Run a Script or Command
Bisect can automatically complete the session for you if you give it a command
or script to run, so you don’t have to do it manually for each commit. You can
try this with the example repo. Start a session and set the initial bad and good
commits as before. Then run git bisect run grep -q 'lang="en"' index.html
.
The -q
flag suppresses the grep output.
Git will run the given command for each commit. If the command returns an exit code of 0, Git will mark the commit as good. If the command returns an exit code of 125, Git will mark the commit as skipped. And if the command returns any other exit code between 1 and 127 (inclusive), Git will mark the commit as bad. So in this case, the grep command will return 0 if it finds the correct language. When bisect is done, you should see this output:
running grep -q lang="en" index.html
Bisecting: 2 revisions left to test after this (roughly 2 steps)
[e4203915d6639fdc7028d69a9cc773c2fc2b584b] Make the page responsive
running grep -q lang="en" index.html
Bisecting: 0 revisions left to test after this (roughly 1 step)
[2003e4a84618a340616df6d214d10d7fe421871c] Add a paragraph
running grep -q lang="en" index.html
e4203915d6639fdc7028d69a9cc773c2fc2b584b is the first bad commit
commit e4203915d6639fdc7028d69a9cc773c2fc2b584b
Author: Danny Guo
Date: Fri Apr 30 23:52:49 2021 -0400
Make the page responsive
index.html | 3 ++-
1 file changed, 2 insertions(+), 1 deletion(-)
bisect run success
So you get the same result without having to check commits one by one. You can imagine how useful this can be if you need to run bisect on a range of dozens, hundreds, or even thousands of commits.
Change Terms
If the “bad” and “good” subcommand names don’t make sense for your use case, you
can change the terms that bisect uses. Not every session involves bugs. Maybe
you just want to know when you last updated a section of documentation. For
these situations, Git also allows you to use “old” and “new” instead of “bad”
and “good,” respectively. If even these don’t work, you can set custom terms
using git bisect start --term-old <old-substitute> --term-new <new-substitute>
and then mark commits with git bisect <old-substitute>
and git bisect <new-substitute>
.
Caveats
While bisect can be a powerful tool, it’s important to be aware of situations where it doesn’t work so well. The first is when you have bugs that aren’t reliably reproducible, making it difficult for bisect to pinpoint the start of the problem. Bisect only works if your determination of good and bad commits is accurate. If your bug is due to a race condition, for example, you might incorrectly mark a commit as good or bad, depending on whether or not the race condition worked out in your favor.

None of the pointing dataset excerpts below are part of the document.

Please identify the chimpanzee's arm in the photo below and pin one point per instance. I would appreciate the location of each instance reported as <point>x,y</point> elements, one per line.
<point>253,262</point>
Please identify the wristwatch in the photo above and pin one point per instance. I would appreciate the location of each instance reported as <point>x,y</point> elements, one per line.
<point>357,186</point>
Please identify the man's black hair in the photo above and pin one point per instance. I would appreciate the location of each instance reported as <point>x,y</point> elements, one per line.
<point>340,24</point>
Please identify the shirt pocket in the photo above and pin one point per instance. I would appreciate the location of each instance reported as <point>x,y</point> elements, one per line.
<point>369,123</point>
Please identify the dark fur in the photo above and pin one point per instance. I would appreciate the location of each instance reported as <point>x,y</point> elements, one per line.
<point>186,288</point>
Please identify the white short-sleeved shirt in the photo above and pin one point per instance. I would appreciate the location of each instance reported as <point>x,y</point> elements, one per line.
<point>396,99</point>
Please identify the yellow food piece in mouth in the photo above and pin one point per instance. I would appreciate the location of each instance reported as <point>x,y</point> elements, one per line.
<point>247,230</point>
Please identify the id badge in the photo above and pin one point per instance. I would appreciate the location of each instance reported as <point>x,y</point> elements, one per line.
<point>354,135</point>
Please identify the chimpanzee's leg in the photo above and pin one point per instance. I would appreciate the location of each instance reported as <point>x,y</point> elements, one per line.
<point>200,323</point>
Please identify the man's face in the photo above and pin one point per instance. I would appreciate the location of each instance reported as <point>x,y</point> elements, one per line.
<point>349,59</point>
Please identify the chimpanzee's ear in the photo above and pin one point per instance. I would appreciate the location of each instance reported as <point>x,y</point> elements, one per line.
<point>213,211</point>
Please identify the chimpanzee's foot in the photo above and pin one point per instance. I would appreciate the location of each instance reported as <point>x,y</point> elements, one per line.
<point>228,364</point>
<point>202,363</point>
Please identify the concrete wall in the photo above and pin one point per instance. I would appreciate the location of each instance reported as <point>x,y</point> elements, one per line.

Bisect might fail to tell you the offending commit, but at least the failure indicates that a race condition or something like that is a possibility.
Another problem could be that the bug depends on something that is external to the codebase, such as an issue with a third party vendor or particular data in your production database that doesn’t come up in your local environment. Like a race condition, these circumstances can also make it hard to confidently mark commits as good or bad.

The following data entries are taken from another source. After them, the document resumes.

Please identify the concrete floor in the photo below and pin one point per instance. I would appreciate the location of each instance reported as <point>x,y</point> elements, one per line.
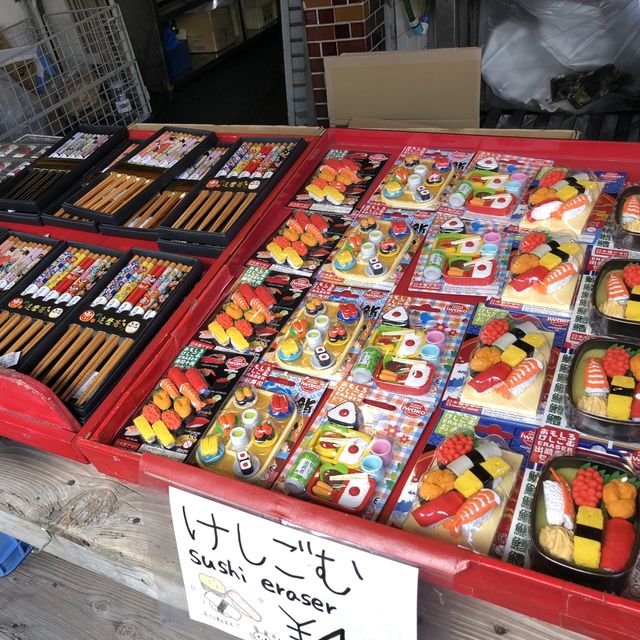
<point>246,88</point>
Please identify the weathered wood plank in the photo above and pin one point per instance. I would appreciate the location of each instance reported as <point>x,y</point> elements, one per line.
<point>124,534</point>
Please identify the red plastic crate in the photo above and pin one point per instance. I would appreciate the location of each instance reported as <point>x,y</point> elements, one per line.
<point>49,425</point>
<point>573,607</point>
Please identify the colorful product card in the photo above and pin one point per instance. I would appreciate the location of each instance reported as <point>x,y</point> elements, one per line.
<point>252,315</point>
<point>501,444</point>
<point>419,178</point>
<point>493,185</point>
<point>174,416</point>
<point>340,182</point>
<point>256,429</point>
<point>543,275</point>
<point>302,244</point>
<point>412,347</point>
<point>504,372</point>
<point>355,450</point>
<point>323,335</point>
<point>462,257</point>
<point>372,253</point>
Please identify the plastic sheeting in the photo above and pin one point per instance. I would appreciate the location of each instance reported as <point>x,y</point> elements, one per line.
<point>528,43</point>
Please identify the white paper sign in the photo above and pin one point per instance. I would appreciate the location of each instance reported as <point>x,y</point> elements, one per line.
<point>259,580</point>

Lastly, it’s possible that the bug started occurring far enough in the past that for older commits, you can’t easily run the project in the necessary way to determine if the problem exists. Development environments evolve over time, and complex ones can make it difficult for you to work with old versions, slowing down your bisect session.
Conclusion
I didn’t learn about bisect until a few years into my first programming job. I wish I had learned it earlier! I appreciate it because it can be so useful for bugs that are hard to debug. Many bugs are fairly simple to figure out by just examining an error message, a stack trace, the current code, etc. But the trickier bugs can take hours if not days of investigation. Git bisect can cut that time down with satisfying efficiency.